I think high percentages of people would really pay for stuff online in convenient delivery mechanisms. I don't think tax is the answer like the blank CDR levy in Canada. I don't think leglislation is the answer. I think the answer is the very technology everyone is so afraid of. Make the music available online with an easy way to pay. Those who want to copy for free, will anyway. That's what freedom is all about.
I was in a Virgin CD outlet the other day, looking for a recording, made by someone from Primal Scream featuring Kate Moss, for a colleague. It hasn't been released (yet). I was told maybe I could find it online. I would have paid for it in Virgin, had it been available. Similar analogies could be made for buying other music online. Most artists I like do not have their catalogue available online.
I am a musician, I have made money performing, but not from recorded work. I'd just be happy for people to hear my music, and some has (at some times) been available for download, completely free. I just do it for the pleasure, I earn my living elsewhere. That's how I feel about my music but I am blessed in having a talent to make money in the professional world and free time to make music which I can give away for free, with an open heart.
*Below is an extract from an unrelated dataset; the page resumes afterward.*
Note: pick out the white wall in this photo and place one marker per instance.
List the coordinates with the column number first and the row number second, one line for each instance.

We're all asking more questions (about the filesharing and media distribution situation) than we're answering, but the key is that the technology that is available today is not changing anything fundamental compared to the copyright violations of photocopying, VCRs and home taping to compact cassette. But the quality of copies and speed at which they can be distributed means, of course, the problem is intensified; still, that also means duplication costs are virtually nil and the marketplace is immediately international.
Perhaps, ultimately, the only way that things are going to work is by honesty. Get full quality (320kbps) MP3/OGG encodings direct from studio masters if you pay. If you want crappy quality or second generation, and to do the band out of the money, well then that sucks but the harder you fight, the more freedoms you take away. A lot more people have gotten rich by ostensibly "protecting artists and works" than by actually creating them.
Music distribution is changing. Movie distribution is too. This is the great problem for the "industries" but I personally see it as a great levelling. I'm still not sure just how things will pan out, but I follow the whole thing with a lot of interest. And I get a bit pedantic about linguistics, rightly or wrongly, because I'd like to see more intelligent argument and vocabulary in the whole debate. I should try to spend more time better expressing the points I hold close to my heart. If you now disagree with me now, at least I have more or less exposed my true opinion in a more or less coherent manner.